Abstract

This paper describes an innovative machine learning (ML) model to predict the performance of different metal oxide photocatalysts on a wide range of contaminants. The molecular structures of metal oxide photocatalysts are encoded with a crystal graph convolution neural network (CGCNN). The structure of organic compounds is encoded via digital molecular fingerprints (MF). The encoded features of the photocatalysts and contaminants are input to an artificial neural network (ANN), named as CGCNN-MF-ANN model. The CGCNN-MF-ANN model has achieved a very good prediction of the photocatalytic degradation rate constants by different photocatalysts over a wide range of organic contaminants. The effects of the data training strategy on the ML model performance are compared.
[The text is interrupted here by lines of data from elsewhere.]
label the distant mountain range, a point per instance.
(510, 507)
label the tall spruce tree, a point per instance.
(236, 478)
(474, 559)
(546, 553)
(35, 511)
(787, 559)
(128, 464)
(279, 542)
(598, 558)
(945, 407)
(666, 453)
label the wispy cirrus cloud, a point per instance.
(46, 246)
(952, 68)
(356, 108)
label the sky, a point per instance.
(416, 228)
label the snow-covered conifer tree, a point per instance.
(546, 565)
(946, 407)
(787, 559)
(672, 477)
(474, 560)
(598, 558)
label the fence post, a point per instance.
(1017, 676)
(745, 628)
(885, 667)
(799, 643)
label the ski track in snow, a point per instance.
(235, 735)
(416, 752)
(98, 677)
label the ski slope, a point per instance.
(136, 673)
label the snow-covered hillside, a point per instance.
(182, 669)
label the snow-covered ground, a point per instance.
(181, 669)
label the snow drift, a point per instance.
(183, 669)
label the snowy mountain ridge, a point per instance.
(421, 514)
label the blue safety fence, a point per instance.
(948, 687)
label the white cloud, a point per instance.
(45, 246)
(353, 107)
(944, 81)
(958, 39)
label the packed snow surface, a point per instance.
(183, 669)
The effects of different factors on photocatalytic degradation performance are further evaluated by feature importance analyses. Examples are illustrated on the use of this novel ML model for optimal photocatalyst selection and for assessing other types of photocatalysts for different environmental applications.

Highlights

  • Water pollution associated with the increasing amount of human and industrial activities has become an emerging environmental issue that threatens the health of people and animals [1]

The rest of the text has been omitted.